Required Skills: Azure, AWS, Kafka, Spark, MLflow, AutoML
Job Description
Core Technical Responsibilities:
• Architect and optimize big data pipelines using Apache Spark, Delta Lake, and Databricks-native tools.
• Design scalable data ingestion and transformation workflows, including batch and streaming (e.g., Kafka, Spark Structured Streaming).
• Create integration guidelines to configure and integrate Databricks with other existing security tools relevant to data access control.
• Implement data security and governance using Unity Catalog, access controls, and data classification techniques.
• Support migration of legacy systems to Databricks on cloud platforms like Azure, AWS, or GCP.
• Manage cloud platform operations with a focus on FinOps support, optimizing resource utilization, cost visibility, and governance across multi-cloud environments.
Collaboration & Advisory
• Act as a technical advisor to data engineering and analytics teams, guiding best practices and performance tuning.
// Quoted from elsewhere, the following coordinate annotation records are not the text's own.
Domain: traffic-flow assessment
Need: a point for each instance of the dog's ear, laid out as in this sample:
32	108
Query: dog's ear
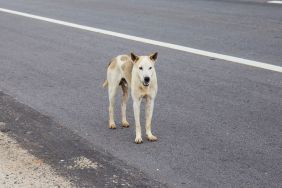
154	56
134	57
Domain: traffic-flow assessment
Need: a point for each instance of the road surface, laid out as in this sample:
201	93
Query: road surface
219	123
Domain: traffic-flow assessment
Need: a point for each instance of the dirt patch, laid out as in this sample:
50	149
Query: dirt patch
18	168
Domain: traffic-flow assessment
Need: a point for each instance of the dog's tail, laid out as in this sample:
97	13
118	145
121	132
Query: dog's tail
105	84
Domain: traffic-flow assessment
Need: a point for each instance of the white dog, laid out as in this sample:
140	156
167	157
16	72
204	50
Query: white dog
137	73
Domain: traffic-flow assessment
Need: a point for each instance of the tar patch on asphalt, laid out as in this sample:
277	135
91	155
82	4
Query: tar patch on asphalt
68	154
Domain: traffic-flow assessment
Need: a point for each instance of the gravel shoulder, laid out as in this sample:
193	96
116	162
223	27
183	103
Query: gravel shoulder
18	168
36	151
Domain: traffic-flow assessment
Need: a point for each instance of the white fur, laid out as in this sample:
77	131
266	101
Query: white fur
129	68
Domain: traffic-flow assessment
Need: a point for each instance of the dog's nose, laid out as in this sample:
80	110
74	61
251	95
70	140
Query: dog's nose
147	79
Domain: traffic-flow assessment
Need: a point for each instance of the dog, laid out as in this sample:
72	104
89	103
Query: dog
137	73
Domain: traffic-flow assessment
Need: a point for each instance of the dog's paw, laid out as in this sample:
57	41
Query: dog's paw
125	124
152	138
138	140
112	126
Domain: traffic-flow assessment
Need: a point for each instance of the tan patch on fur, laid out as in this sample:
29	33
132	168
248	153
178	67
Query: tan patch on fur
127	69
124	58
113	63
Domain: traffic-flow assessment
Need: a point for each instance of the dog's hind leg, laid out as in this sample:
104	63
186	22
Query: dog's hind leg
149	114
123	104
112	92
136	108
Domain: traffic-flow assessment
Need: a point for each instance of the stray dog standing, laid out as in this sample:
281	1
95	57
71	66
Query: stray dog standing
137	73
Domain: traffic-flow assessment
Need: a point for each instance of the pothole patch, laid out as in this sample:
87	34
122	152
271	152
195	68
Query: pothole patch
83	163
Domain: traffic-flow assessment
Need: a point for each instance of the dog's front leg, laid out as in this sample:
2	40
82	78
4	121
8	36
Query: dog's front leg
136	107
149	114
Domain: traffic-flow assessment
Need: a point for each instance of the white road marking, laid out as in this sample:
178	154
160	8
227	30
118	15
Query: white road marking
275	2
233	59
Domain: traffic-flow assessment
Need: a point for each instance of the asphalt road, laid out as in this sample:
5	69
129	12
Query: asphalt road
219	124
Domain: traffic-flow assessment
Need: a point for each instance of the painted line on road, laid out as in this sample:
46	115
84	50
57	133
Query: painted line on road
275	2
233	59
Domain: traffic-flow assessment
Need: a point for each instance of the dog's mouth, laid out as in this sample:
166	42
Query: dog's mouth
146	84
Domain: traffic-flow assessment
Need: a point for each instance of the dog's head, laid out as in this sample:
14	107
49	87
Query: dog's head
145	67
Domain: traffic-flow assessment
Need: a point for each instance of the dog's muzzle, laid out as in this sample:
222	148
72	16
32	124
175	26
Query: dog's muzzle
146	81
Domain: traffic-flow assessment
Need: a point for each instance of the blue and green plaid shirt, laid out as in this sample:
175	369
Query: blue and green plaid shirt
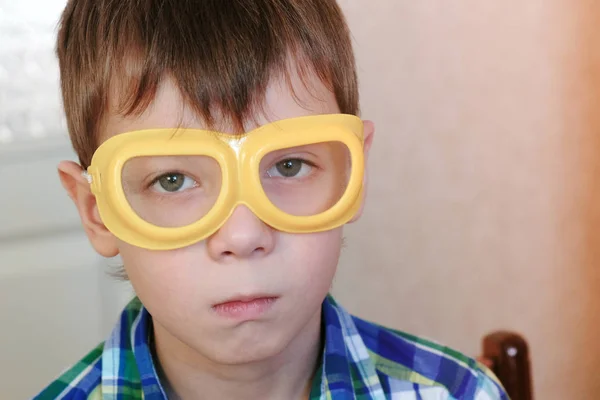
360	360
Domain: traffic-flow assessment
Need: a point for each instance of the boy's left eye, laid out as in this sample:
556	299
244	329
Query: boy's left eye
290	168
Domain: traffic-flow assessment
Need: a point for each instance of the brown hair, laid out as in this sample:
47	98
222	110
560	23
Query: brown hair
221	54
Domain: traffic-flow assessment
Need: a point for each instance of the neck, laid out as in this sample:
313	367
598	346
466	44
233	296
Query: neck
186	374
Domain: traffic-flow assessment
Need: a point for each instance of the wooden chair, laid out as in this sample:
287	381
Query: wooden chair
508	354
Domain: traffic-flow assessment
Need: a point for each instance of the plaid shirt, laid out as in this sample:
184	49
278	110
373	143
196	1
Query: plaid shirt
361	361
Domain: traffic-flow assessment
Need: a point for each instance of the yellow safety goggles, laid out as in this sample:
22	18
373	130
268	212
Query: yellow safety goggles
164	189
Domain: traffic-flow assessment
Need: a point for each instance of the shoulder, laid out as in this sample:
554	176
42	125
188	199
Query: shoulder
407	363
82	381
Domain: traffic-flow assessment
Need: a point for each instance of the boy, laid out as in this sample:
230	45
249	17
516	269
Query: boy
220	156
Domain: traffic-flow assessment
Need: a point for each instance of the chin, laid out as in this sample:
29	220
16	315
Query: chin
248	350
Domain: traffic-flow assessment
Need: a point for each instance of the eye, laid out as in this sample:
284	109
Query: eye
173	182
290	168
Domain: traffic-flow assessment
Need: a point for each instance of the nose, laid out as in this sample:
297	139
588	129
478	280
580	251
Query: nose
243	235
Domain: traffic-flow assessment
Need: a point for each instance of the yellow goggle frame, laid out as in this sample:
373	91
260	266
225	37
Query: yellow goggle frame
239	158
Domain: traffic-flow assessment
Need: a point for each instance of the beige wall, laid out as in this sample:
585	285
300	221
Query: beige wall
484	196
• Partner with architects and business stakeholders to align Databricks solutions with enterprise goals.
• Lead proof-of-concept (PoC) initiatives to demonstrate Databricks capabilities for specific use cases.
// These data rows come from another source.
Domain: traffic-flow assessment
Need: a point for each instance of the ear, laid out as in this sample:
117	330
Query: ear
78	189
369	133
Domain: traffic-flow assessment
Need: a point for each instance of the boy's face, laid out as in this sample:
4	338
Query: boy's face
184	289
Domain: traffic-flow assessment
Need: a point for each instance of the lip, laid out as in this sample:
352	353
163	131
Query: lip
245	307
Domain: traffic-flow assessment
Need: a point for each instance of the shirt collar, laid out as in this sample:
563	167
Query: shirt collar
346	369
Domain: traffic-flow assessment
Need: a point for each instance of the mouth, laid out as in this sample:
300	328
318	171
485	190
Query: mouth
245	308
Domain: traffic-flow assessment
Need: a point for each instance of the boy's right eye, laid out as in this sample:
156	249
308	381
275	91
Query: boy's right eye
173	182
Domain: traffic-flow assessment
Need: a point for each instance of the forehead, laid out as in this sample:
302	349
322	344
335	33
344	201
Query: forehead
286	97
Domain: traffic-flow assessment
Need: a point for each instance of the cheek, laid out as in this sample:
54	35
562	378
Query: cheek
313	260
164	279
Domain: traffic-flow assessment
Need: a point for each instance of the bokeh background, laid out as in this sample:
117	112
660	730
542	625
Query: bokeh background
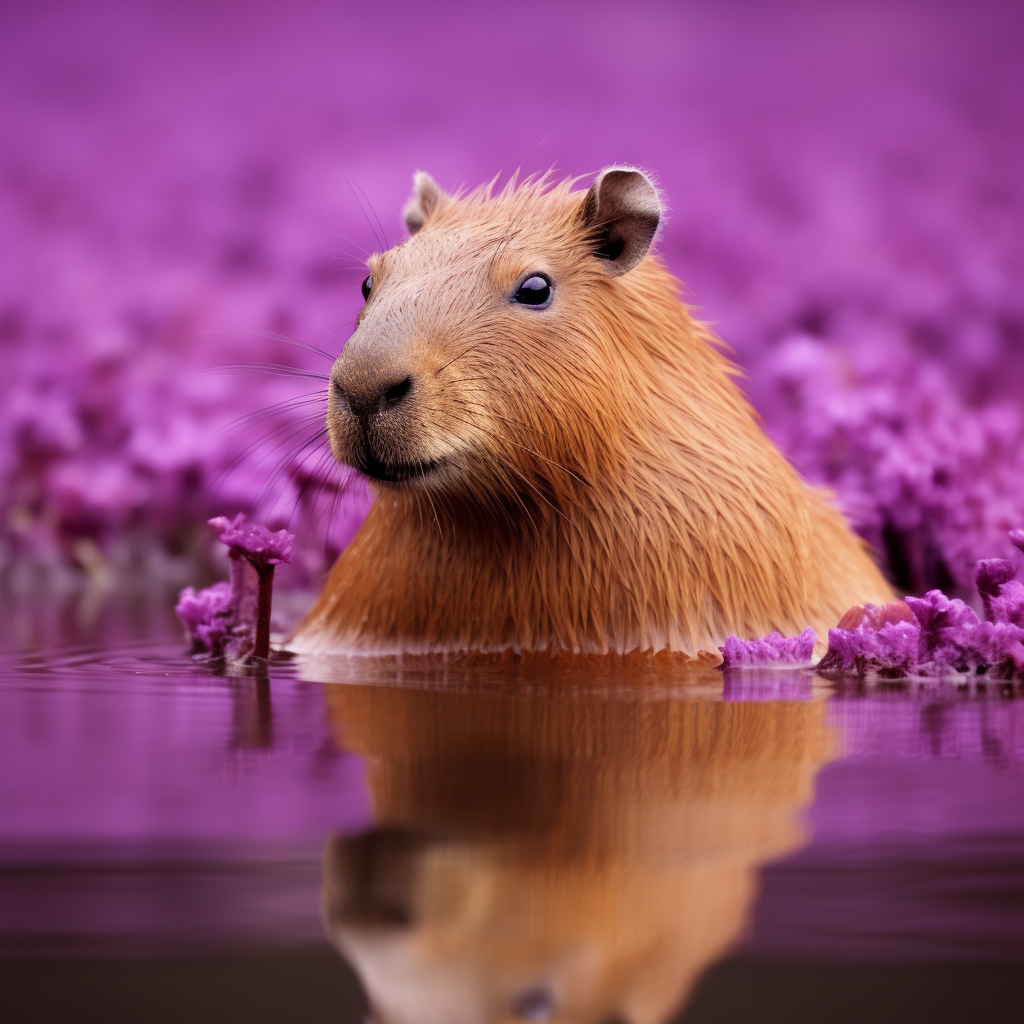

Strategic & Leadership Contributions
• Mentor junior engineers and promote knowledge sharing across teams.
• Contribute to platform adoption strategies, including training, documentation, and internal evangelism.
• Stay current with Databricks innovations and recommend enhancements to existing architectures.
Specialized Expertise (Optional but Valuable)
• Machine Learning & AI integration using MLflow, AutoML, or custom models.
• Cost optimization and workload sizing for large-scale data processing.
• Compliance and audit readiness for regulated industries.
Qualifications:
• Bachelor’s degree in computer science.
• At least 6 years of experience in IT cloud infrastructure, architecture and operations, including security, with at least 3 years in a Platform admin role
• Strong understanding of data security principles and best practices.
• Expertise in Databricks platform, security features, Unity Catalog, and data access control mechanisms.
• Experience with data classification and masking techniques.
• Strong understanding of cloud cost management, with hands-on experience in usage analytics, budgeting, and cost optimization strategies across multi-cloud platforms.
• Strong knowledge of cloud architecture, design, and deployment principles and practices, including microservices, serverless, containers, and DevOps.
• Deep expertise in Azure/AWS big data & analytics technologies, including Databricks, real time data ingestion, data warehouses, serverless ETL, No SQL databases, DevOps, Kubernetes, virtual machines, web/function apps, monitoring and security tools.
• Deep expertise in Azure/AWS networking and security fundamentals, including network endpoints & network security groups, firewalls, external/internal DNS, load balancers, virtual networks and subnets.